LAWRENCE — The University of Kansas recognized its Employees of the Year and presented the 2015-2016 Team Award on May 4 in the Kansas Union. Chancellor Bernadette Gray Little and Sara Rosen, interim provost and executive vice chancellor, were present at the ceremony to honor employees with five, 10, 15, 20, 25, 30, 35, 40, 45 and 50 years of service.
The winners are as follows:
Staff Employee of the Year
Ralph McKinzie began more than 10 years ago at the Edwards campus. In that time the Edwards Campus has seen a lot of change and a lot of growth. Not only growth in student population but physical growth in terms of new buildings and landscaping. McKinzie performs a broad range of tasks. He maintains the appearance of the buildings and the grounds, general cleaning, minor repairs and more. And with a campus that continues to grow, it’s no wonder he is walking with a purpose.
McKinzie always demonstrates willingness to do whatever it takes to keep the campus beautiful and ready for events and students. He has been known to shimmy up on the roof to fix a leak, or get down on his hands and knees to scrub the carpet. Despite the task he is doing, it is done with good humor and a contagious positive attitude.
Those who nominated the employee and work with him on a daily basis all had the same thing to say: “There is no one who works harder.” He is always identifying and solving problems before they even become problems. The events manager for the campus said it best: “It reminds me, as crazy as my week was, my week could have been a lot crazier if this employee weren’t there to take care of all the things I didn’t know needed to be done.”
While the Edwards campus has expressed their desire for 10 more of an employee like Ralph McKinzie. While they can’t have 10, they are grateful for this employee’s hard work every day.
Staff Employee of the Year Winner
Our second Employee of the Year is someone who personifies dedication. They are sincerely interested in presenting their department and the university in the most positive way possible, and does so constantly through their efforts. This employee is the type of person whose presence makes the people around them better at what they do by inspiring confidence, pride in performance and collegiality.
Bruce Johanning started working at KU in 1989. In the 25 years that Johanning has worked for the university, the KU Field Station has grown tremendously in terms of land holdings, research facilities, researchers, and public and educational use of the facility.
It is hard to imagine a person who has greater diversity in their job and this employee, has continually risen to the challenge.

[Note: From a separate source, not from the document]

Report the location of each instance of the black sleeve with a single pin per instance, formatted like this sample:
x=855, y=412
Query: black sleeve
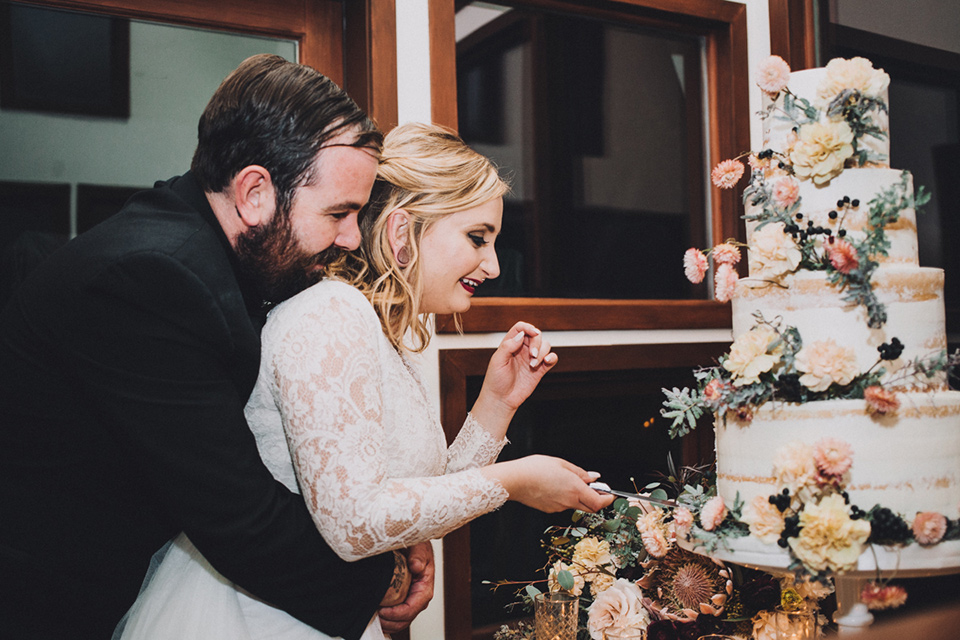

Faculty members, researchers and students attribute their successes to Johanning and the assistance and support he provides, specifically the hands on work he is willing to do to support the efforts of the Field Station and the research done there.
Johanning is flexible, easily changing hats from land manager (for example, burning multiple plots managed by the KU Field Station in different counties), experimental designer (devising ways to get deer out of experimental plots), mechanic (maintaining and repairing skid loaders, Gators, vehicles, tractors and more), providing consultation for major construction projects and helping more than 50 faculty/staff members and students implement their research projects or facilitate use of the field station.
Importantly, he does all of this all while exhibiting great kindness to his co-workers. He is described to have bottomless patience and he extends his help with great enthusiasm, dedication and a genuine desire to be helpful.
Johanning is the kind of person who when burning a field, stays out very late on a Friday checking the fire and is back first thing Saturday morning to make sure all is under control. When suddenly new trees, gardens and picnic tables appear, faculty know this employee is working to make the station more functional and conducive to learning and visiting. When a research group is caught in an unexpected thunderstorm, he’s the one to come to the rescue.
Bruce Johanning has proven himself to be truly indispensable to the successful operation of the KU Field Station.
2015-2016 Team Award
This past November McCollum Hall, the largest residence hall on KU’s campus, was imploded, and many watched from a distance as all three wings and 10 floors of the building came crashing down. While we are all likely familiar with the implosion that took place, what you may not be familiar with is the team of people who prepared for this event.
In preparation, the team had to give special consideration to weather, student activity, parking, public safety, traffic and holidays. Parking and Transit and the Public Safety Office ensured road closings were posted, setting up barricades and coordinating with the city of Lawrence and the state of Kansas.
The team additionally met with the Lawrence Fire Department and the Lawrence Police Department to discuss safety both for the building and for students, faculty and staff.
Coordination also occurred with various utility companies as well as KU Information Technology to minimize any disruptions to the rest of campus.
Housing coordinated with nonprofit agencies to remove the furniture before demolition even began. They also communicated to the public notifying campus and the community of the date the implosion would occur, and making sure students in nearby residence halls knew when they had to evacuate.
Environmental Health and Safety took over the facility for abatement and stayed involved throughout to make sure any hazardous material was contained before, during and after demolition.
Design and Construction Management coordinated all the meetings, phone calls, site visits and emails. Open communication was maintained, and site visits were held regularly to maintain clear communication. The team worked well together and collaborated with all the outside entities that had to be involved.
McCollum Hall had been occupied for 50 years and housed more than 35,000 Jayhawks. While it was bittersweet to see the building come down, the preparation and planning that went into the demolition by this team made sure it was a safe and monumental event to appropriately commemorate the building’s memory.
The members of the team were Laura Gagliano, Ralph Oliver, Mark Witt, Chuck Ferguson, Kirk Larson, Seth Martin, Ryan Thompson, Jen Phillips, Jon Rossillon, Sam Pepple, Doug Carter, Jim Hartzell, Robin Harris, Grant Spainhower, Rick Beattie, Katharine Weickert, Donna Hultine and Dave Moore.